Monday, November 5, 2007

Inefficient Public Schools

We all know that the Public School System is a well practiced money waster. Cape Diem, however, has run some numbers on just how much money they waste and produced a series of posts on the subject.

Here he points out that spending per student in constant dollars has grown by 10x since 1929. But this post shows where that money is being spent. Quoting Cato's Saving Money and Improving Education, he notes:

Student enrollment in public schools grew by 13% between 1979 and 2000. During the same period the total number of school employees grew by 61%, and the number of teachers grew by 35%. Nationally, public schools now have about 1 employee for every 8.1 students, and teachers make up only 40% of total school employees
As a side note, my favorite part of the post is the comparisons he makes at the end.
1. The Chicago Board of Education, which has 3,300 employees, is larger than the entire Japanese Ministry of Education.
2. The New York City public schools system has 250 times as many administrators as the New York Catholic school system (6,000 administrators in public school system versus 24 in Catholic school system), even though New York public schools have only four times as many students as the Catholic schools.

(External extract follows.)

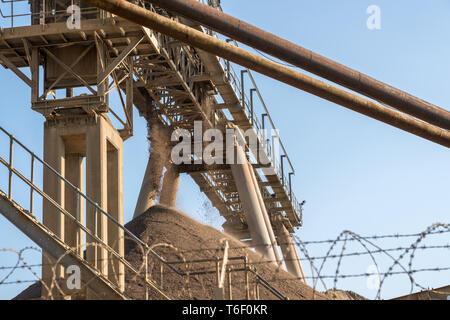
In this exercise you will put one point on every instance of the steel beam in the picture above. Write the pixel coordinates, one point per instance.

In this final post, he shows that because Public Schools have so many more administrators than teachers, they cost much more per pupil than their private counterparts. In contrast to the common perception that private schools are elite organizations awash with old money to trow at their privileged students, they operate with budgets of, on average, 1/3 to 1/2 the size per student.

Average private school tuition ($6,600) was about 1/3 less than the spending per pupil in public schools ($9,620) in 2003-2004 (the most recent year available), and average Catholic school tuition ($4,254) was less than half of public school spending per student.

Not only was the average private school tuition between 1/3 and 1/2 less than the cost per public school student, the private schools had on average 18% more teachers per 1000 students (72.25 in private schools vs. 61 in public schools) in 2003-2004.

Yet our money continues to be funneled into the Public Schools, reinforcing their failure with increased spending. If parents were free to spend that money on the school of their choice they could procure a better education for their children while saving the taxpayer a whole lot of money.